Recently, Bitcoin achieved a new all-time high of $111,980 on the Binance crypto exchange, surpassing its previous all-time high of $108,786 recorded in January 2025. However, this rally lacks a critical component that has traditionally driven enduring bull markets – the involvement of retail investors. Bitcoin’s recent rally appears to be lacking substantial retail interest. A recent CryptoQuant Quicktake post by contributor burakkesmeci indicates that retail activity amid the ongoing BTC rally is significantly muted. This phenomenon is atypical, given that new all-time highs usually attract considerable interest from retail investors.
The analyst presented the subsequent chart that underscores this trend. The data indicates that the transfer volume of BTC within the $0 to $10,000 range, which serves as an indicator of retail demand, has experienced only a modest increase, despite the rise in prices. Despite the steady ascent of Bitcoin’s price (white line), the 30-day percentage change in retail demand (green line) has exhibited minimal variation.

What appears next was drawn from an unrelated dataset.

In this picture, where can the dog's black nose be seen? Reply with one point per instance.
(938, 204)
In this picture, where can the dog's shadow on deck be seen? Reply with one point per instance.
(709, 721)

This suggests that the prevailing momentum is predominantly fueled by institutional investors, while retail participants have yet to engage significantly.
Recent developments lend credence to this perspective. For instance, the institutional heavyweight Strategy continues to augment its BTC holdings, now approaching the 600,000 BTC threshold. Historical patterns, especially those observed during the 2020–2021 bull run, indicate that although institutional accumulation frequently initiates a rally, it is predominantly retail investors who provide the momentum necessary for it to reach sustained peaks. The present rally could falter in the absence of substantial retail volume.
In conclusion, the CryptoQuant analyst indicated that for BTC to sustain its price expansion, a definitive increase in retail participation is essential. They stated: We are observing preliminary indications of activity; however, it has not yet reached the stage of a breakout. If retail volume increases in the coming weeks, new all-time highs may merely represent the initial phase. Recent flows from crypto exchanges indicate that BTC reserves are depleting rapidly. For instance, the US-based exchange Coinbase recently experienced a new outflow of 7,883 BTC, prompting speculation that institutions are accumulating the leading digital asset in anticipation of its next upward movement.
In a similar vein, technical indicators suggest that BTC may reach another all-time high in the near future. The leading cryptocurrency by market capitalization has recently emerged from a double bottom pattern on the hourly chart, igniting optimism for a potential ascent toward the $112,000 threshold. In the interim, the behavior of whales has exhibited a degree of variability. Although short-term investors have realized gains, long-term holders continue to display resilience, exhibiting little inclination to liquidate their positions. Nonetheless, the medium-term outlook for BTC appears highly favorable, with certain analysts forecasting a price target of $200,000 by the conclusion of 2025. At press time, BTC is valued at $108,802, reflecting a decline of 0.6% over the last 24 hours.